A porta do quarto foi fechada suavemente; a chama da vela oscilava ao sabor do vento que entrava pelas frestas da janela, tão instável quanto o coração do pequeno menino.
— E-então… — o garoto, sujo e malvestido, olhava nervoso para o homem de meia-idade à sua frente, que sorria gentilmente, e gaguejou — Padre Ulro, o senhor pode mesmo me dar comida?
— É claro — respondeu Ulro, com um leve sorriso. — O Deus do Reno ama seus fiéis. Como seu servo, como poderia eu suportar ver vocês famintos e com frio?
— E-eu…
— Deixe isso comigo — Ulro se aproximou do menino, abrindo os braços como se fosse acolhê-lo. — Deixe tudo comigo, venha, tire suas roupas, deixe-me lavar sua impureza em nome do grande Deus do Reno, tornar você um dos seguidores de meu Senhor. Assim, nunca mais precisará passar fome ou frio, poderá ficar ao lado de meu Senhor, assim como eu.
Na visão do menino, o corpo de Ulro crescia, tornando-se cada vez menos amigável, e a expressão sorridente só aumentava seu terror.
Instintivamente, o menino quis recuar, mas ao entrar naquele quarto já não havia mais para onde fugir.
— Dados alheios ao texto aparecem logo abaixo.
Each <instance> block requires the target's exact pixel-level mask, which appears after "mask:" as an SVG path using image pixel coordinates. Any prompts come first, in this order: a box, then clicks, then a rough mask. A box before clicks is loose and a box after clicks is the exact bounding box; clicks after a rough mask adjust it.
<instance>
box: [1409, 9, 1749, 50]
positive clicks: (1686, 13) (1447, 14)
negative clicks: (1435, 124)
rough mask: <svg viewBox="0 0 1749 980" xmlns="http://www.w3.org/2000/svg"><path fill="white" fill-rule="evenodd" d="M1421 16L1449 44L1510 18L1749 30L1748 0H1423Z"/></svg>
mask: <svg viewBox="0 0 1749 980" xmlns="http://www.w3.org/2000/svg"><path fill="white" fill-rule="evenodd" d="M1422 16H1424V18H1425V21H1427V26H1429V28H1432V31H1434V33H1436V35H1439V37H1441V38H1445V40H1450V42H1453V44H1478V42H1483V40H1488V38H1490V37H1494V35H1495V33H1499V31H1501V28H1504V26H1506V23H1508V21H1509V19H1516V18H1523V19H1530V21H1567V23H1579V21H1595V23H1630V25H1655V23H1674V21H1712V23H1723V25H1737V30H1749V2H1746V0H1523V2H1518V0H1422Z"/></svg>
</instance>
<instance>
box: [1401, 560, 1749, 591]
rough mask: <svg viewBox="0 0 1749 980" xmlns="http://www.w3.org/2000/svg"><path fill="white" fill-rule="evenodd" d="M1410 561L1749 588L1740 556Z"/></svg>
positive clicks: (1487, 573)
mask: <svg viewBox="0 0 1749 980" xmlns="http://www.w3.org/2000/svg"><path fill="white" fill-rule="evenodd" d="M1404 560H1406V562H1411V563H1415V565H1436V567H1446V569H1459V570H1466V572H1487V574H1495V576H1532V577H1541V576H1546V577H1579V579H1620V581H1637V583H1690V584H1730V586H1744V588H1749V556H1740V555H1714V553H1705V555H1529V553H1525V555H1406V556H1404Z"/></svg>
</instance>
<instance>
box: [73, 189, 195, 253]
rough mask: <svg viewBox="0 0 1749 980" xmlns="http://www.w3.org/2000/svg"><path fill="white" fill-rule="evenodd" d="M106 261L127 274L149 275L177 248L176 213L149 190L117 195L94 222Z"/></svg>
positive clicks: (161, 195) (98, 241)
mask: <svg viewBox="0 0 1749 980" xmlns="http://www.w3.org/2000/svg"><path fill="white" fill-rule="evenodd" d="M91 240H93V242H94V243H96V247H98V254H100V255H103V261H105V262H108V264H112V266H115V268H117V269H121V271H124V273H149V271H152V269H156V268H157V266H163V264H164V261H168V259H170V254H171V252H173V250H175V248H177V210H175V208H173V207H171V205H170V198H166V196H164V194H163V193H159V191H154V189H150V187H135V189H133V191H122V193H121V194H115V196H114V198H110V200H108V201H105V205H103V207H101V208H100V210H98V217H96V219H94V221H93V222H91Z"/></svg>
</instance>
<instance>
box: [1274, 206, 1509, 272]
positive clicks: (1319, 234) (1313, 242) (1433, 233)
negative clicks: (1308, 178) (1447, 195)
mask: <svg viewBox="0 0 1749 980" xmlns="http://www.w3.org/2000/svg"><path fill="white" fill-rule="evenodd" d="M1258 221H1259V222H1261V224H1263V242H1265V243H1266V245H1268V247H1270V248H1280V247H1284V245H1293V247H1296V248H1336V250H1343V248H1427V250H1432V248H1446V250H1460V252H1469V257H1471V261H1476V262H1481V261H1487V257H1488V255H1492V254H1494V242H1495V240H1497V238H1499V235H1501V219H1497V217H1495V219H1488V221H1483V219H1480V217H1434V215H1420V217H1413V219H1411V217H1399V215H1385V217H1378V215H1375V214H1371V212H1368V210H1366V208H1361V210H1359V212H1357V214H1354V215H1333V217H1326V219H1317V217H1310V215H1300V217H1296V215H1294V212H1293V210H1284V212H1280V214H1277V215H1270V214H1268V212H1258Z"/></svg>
Só pôde assistir, com os olhos arregalados, Ulro mostrar um sorriso demoníaco bem diante de si.
Ulro, por sua vez, estava satisfeito com a reação do garoto.
Por um breve momento, lembrou-se de si mesmo, muitos anos atrás, na mesma posição que o menino, diante de um padre que se aproximava cada vez mais.
Aquela lembrança o atormentou por anos, mas hoje tudo terminaria.
Porque os papéis se inverteram; agora, ele é quem detém o poder.